Even were the nemo iudex principle implicated, that principle is hardly absolute, as I wrote some years ago. When it does apply at all, it is at best a defeasible consideration; like other legal principles, it has a dimension not only of scope but also of weight, and can be overborne by the local priority of other, more pressing principles in given contexts. Even in core cases that might well be thought to implicate self-dealing as to private interests, the constitutional order sometimes supposes that self-dealing is tolerable or even affirmatively desirable, as in the cases of legislators and judges voting (under various legal rationales) on their own salaries - the theory being either that the constitutional vesting of the power of self-dealing in such bodies is a necessary means of self-defense, or conversely simply that to entrust the final power to make such determinations in some other institution would allow too much scope for encroachment and institutional aggression.

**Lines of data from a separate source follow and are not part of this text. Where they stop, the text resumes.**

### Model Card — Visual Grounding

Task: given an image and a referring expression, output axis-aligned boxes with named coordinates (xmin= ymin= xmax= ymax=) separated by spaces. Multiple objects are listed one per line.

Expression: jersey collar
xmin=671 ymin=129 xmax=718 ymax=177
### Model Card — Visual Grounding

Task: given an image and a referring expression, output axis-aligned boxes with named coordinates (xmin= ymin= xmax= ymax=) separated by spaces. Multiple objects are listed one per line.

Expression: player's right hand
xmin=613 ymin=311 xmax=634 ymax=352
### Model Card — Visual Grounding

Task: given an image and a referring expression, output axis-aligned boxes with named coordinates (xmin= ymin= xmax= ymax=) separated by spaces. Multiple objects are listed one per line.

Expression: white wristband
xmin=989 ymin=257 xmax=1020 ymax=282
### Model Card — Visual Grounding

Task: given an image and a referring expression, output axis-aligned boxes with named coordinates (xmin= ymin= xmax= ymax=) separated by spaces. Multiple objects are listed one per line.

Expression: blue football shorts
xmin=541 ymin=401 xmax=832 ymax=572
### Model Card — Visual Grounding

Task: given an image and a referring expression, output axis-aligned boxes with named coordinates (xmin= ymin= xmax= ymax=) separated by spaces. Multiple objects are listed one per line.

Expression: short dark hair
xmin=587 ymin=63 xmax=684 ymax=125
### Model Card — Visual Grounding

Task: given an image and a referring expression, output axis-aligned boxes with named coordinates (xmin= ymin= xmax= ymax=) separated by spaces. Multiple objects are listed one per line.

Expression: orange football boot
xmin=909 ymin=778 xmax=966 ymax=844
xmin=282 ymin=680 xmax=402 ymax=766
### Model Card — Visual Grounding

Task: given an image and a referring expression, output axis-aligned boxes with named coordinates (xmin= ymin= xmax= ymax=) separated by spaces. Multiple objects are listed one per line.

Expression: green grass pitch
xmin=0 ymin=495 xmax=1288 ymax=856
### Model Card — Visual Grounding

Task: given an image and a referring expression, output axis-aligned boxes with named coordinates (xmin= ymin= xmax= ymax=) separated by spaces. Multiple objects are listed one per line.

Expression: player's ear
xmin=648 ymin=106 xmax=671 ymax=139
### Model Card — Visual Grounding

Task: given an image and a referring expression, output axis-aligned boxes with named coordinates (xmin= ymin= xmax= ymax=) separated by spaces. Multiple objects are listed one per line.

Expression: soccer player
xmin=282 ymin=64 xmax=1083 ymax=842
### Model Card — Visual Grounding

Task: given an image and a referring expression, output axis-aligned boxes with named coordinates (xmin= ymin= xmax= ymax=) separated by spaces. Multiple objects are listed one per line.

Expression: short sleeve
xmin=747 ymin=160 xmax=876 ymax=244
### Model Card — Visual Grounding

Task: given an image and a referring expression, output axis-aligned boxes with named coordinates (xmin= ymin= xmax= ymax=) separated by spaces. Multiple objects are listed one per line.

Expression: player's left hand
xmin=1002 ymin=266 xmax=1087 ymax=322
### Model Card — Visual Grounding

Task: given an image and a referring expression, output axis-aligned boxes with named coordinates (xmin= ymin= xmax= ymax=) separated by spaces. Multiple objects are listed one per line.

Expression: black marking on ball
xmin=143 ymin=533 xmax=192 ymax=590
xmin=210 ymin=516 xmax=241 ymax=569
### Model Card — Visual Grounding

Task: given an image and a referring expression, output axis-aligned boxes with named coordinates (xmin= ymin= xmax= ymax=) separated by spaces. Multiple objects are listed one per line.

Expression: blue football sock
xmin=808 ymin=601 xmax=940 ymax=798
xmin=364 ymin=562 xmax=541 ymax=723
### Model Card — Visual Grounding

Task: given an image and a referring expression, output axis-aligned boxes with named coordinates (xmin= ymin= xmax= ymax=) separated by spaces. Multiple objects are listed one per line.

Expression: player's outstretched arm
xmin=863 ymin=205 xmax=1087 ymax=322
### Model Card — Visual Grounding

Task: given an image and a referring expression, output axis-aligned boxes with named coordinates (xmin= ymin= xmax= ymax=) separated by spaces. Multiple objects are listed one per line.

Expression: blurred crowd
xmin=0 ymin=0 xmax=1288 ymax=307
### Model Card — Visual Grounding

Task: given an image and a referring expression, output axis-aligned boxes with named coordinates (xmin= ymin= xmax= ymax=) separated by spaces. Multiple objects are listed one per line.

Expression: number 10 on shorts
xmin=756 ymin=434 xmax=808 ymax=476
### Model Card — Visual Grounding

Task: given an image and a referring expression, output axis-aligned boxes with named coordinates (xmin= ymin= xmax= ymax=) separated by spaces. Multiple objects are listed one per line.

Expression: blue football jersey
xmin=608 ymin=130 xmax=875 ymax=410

More broadly, nemo iudex is a treacherous principle in any complex legal order, because violations of the principle are eventually unavoidable. Federal courts pass on the limits of their own jurisdiction, and the Supreme Court claims the power to say with finality what the law is, even the law bearing on its own power and constitutional status. In the end, the power to finally determine legal rights must be vested somewhere or other, and whichever person, body, or institution does so will necessarily be judging on the limits of its own power. Taken to its limit, nemo iudex would make sovereignty impossible. It is a useful principle for the design of subsidiary institutions within the legal system, but it is necessarily defeasible and cannot be fully generalized - a good servant, but a bad master.